The British Foreign Office was thrown into turmoil yesterday after the British ambassador to Rome, Sir Ivor Roberts, described President Bush as "the best recruiting sergeant ever for al-Qaida." His comment, made at a closed conference of about 100 British and Italian diplomats, politicians and journalists in the Tuscany region of Italy, was leaked to an Italian newspaper, provoking embarrassment in London.
According to one of those present, Sir Ivor had been taking part in a discussion on which candidate Europeans would back if they had a vote in the U.S. election. The ambassador said they would vote for Kerry but some people would want Bush, not least al-Qaida.
"If anyone is ready to celebrate the eventual reelection of Bush, it's al-Qaida -- whereas it is clear that the Palestinians hope that a Kerry victory will unblock the situation," he said.

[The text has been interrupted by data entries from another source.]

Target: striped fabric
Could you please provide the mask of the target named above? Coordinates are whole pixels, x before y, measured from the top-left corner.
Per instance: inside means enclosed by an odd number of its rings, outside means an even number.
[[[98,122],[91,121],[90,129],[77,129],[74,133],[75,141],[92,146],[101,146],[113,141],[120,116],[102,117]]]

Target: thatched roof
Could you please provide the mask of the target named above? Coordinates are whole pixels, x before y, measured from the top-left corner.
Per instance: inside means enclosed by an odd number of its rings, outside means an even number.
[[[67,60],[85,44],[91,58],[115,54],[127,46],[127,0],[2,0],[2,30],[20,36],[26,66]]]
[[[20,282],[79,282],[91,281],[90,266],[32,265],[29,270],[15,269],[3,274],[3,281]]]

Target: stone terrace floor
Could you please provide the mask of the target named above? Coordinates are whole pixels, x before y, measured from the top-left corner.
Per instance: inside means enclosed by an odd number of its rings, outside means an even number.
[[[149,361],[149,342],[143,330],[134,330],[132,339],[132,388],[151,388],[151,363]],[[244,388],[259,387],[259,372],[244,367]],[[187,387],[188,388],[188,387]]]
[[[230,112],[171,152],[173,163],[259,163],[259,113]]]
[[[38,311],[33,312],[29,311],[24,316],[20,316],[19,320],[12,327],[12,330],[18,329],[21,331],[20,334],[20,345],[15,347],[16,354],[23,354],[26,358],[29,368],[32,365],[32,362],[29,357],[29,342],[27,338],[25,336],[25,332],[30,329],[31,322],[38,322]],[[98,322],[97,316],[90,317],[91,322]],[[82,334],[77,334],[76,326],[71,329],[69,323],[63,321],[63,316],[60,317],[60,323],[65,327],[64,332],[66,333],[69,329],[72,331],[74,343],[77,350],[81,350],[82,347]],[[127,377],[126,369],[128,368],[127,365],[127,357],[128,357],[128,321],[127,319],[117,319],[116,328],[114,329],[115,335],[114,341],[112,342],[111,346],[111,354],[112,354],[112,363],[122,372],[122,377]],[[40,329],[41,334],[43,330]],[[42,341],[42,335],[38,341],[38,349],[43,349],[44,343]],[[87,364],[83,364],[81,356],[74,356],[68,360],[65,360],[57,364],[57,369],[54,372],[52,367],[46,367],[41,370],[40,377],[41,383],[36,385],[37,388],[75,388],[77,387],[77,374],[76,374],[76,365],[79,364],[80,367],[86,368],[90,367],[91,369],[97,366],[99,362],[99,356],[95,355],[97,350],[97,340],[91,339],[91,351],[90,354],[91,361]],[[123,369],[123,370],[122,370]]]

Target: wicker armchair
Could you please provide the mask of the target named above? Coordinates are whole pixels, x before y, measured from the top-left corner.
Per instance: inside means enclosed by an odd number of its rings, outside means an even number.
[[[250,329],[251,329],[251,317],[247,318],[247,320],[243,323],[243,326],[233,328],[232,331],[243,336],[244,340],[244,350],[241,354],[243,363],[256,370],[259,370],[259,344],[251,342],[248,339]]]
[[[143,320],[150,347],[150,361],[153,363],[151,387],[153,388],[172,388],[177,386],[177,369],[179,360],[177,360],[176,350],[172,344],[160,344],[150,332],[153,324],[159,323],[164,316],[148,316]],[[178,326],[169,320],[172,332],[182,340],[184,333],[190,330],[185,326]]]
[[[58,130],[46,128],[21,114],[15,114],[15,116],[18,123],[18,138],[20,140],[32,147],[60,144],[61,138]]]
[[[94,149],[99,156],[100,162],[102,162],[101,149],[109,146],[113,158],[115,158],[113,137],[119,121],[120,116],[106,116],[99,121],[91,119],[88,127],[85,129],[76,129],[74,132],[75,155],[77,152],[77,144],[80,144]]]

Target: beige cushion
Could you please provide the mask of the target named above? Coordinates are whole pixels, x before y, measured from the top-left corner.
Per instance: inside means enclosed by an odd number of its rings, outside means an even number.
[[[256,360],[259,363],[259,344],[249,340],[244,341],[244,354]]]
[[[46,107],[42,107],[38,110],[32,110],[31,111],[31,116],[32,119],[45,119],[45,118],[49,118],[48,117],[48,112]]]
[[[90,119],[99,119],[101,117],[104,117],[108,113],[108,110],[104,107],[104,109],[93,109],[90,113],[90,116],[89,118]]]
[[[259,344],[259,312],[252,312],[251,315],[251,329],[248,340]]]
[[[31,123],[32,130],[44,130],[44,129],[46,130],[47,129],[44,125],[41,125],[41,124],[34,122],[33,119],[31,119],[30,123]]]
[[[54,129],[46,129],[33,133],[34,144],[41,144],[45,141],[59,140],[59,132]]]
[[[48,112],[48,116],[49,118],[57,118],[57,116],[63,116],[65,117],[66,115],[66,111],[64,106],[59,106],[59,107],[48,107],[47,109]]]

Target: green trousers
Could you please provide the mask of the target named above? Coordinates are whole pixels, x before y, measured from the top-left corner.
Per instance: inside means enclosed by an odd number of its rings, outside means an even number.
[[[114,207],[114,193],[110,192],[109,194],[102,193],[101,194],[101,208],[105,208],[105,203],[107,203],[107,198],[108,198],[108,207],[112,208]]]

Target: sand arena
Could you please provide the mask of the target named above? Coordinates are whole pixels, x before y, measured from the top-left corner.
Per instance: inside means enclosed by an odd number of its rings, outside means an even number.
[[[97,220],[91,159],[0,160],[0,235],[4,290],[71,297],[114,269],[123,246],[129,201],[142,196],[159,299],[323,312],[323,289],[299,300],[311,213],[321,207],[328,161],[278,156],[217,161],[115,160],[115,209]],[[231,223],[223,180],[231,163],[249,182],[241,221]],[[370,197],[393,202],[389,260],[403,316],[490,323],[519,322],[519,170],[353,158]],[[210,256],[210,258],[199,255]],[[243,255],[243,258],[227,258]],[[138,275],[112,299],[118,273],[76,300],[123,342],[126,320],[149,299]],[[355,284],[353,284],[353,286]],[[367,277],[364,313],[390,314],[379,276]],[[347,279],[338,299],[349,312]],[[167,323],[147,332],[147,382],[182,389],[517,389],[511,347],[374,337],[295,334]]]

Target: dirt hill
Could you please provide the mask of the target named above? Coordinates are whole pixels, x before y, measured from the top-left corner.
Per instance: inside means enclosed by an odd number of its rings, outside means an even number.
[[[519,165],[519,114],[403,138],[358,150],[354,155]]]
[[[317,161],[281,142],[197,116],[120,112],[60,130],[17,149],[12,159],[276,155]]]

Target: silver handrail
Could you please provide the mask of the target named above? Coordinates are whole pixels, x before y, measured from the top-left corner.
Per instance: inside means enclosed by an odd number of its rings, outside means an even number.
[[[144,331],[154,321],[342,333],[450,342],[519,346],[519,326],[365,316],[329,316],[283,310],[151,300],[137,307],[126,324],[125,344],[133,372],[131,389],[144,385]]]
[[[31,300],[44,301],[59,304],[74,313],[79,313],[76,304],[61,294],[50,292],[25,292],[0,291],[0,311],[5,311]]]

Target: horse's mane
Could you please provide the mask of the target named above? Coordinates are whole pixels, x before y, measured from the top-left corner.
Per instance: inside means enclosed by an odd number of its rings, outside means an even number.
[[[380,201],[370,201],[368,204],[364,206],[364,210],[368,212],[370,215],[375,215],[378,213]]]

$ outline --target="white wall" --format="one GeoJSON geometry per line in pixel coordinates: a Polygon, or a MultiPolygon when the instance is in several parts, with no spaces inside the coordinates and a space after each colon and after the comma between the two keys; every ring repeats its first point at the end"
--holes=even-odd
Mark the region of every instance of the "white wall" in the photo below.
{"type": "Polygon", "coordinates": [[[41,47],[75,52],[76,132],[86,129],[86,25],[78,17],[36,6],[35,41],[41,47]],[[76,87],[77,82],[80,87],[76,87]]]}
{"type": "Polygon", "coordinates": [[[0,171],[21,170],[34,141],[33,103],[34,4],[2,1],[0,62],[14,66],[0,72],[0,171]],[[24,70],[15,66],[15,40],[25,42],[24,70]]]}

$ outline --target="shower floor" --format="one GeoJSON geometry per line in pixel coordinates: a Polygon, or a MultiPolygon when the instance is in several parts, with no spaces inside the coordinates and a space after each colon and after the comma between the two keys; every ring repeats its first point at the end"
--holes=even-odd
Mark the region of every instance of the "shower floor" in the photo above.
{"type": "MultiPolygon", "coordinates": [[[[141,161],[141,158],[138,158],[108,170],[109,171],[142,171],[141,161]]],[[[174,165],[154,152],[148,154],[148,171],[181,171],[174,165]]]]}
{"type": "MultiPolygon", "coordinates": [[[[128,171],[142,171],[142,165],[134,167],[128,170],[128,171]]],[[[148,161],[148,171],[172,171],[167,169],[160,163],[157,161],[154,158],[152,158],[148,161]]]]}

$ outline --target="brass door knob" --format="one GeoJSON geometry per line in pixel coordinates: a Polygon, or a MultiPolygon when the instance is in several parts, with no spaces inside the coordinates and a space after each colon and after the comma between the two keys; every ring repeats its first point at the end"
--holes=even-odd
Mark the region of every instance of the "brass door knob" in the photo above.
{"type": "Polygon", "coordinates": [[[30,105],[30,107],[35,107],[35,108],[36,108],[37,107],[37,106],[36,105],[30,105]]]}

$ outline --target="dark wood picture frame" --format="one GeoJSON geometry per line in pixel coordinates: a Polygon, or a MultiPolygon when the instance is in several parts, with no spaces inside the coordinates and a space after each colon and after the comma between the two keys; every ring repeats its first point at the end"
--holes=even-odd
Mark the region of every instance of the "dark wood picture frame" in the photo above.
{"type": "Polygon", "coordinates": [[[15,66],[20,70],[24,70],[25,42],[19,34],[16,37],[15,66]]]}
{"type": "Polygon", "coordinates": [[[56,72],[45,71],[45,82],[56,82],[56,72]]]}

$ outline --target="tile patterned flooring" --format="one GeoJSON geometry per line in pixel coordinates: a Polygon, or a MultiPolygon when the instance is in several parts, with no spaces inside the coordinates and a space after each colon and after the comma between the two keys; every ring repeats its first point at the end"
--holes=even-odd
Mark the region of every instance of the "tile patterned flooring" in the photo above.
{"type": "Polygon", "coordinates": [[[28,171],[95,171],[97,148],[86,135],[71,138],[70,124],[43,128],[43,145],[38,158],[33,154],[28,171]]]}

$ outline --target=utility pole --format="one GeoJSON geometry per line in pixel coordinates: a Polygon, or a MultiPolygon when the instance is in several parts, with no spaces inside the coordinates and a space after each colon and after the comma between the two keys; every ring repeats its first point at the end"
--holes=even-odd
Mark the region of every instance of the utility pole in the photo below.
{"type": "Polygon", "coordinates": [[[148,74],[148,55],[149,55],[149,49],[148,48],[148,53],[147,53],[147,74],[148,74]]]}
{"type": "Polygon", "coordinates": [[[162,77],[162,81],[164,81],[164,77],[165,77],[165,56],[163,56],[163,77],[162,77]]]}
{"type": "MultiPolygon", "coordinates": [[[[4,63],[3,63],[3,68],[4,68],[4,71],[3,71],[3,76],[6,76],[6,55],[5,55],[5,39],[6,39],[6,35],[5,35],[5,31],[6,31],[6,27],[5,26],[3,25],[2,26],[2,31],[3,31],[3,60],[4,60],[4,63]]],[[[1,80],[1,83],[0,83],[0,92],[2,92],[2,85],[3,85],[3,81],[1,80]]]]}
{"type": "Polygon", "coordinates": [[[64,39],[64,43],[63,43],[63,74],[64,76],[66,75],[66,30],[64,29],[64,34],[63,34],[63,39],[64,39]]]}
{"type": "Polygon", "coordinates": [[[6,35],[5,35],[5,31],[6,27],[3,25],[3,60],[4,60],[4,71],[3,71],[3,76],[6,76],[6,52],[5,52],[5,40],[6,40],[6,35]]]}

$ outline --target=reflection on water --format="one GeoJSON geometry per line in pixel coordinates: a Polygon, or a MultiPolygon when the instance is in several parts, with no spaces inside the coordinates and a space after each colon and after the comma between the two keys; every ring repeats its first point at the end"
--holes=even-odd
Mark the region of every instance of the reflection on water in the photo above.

The Foreign Office, which warned before the war that Iraq could become a breeding ground for al-Qaida, did not deny yesterday that Sir Ivor made the remarks. "We are not making any comment other than the fact they do not represent government policy," a spokesman said.
In a statement Monday night, Sir Ivor said: "These statements as reported do not reflect my personal views." The Foreign Office is taking a soft line because Sir Ivor had not intended his comments to be made public and there was a breach of Chatham House rules, meaning the conference had been held on condition that all comments would be kept off the record.
The Foreign Office minister for Europe, Denis MacShane, and European Union commissioners Neil Kinnock and Chris Patten were among those at the conference. MacShane, who left before the remarks were made, yesterday praised Sir Ivor as "an effective advocate of good relations between Britain and Italy."
The report of the conference came from Corriere della Sera's Monica Guerzoni, who covered the meeting from outside. A delegate who attended the meeting said that the ambassador's comments had come in response to a question using the same expression, "the best recruiting sergeant for al-Qaida," from a British delegate.
Sir Ivor, born in 1946 in Liverpool, has been ambassador in Rome for just over a year. He represented Britain in Yugoslavia in the 1990s and was criticized by the U.S. then for being overfriendly with Slobodan Milosevic.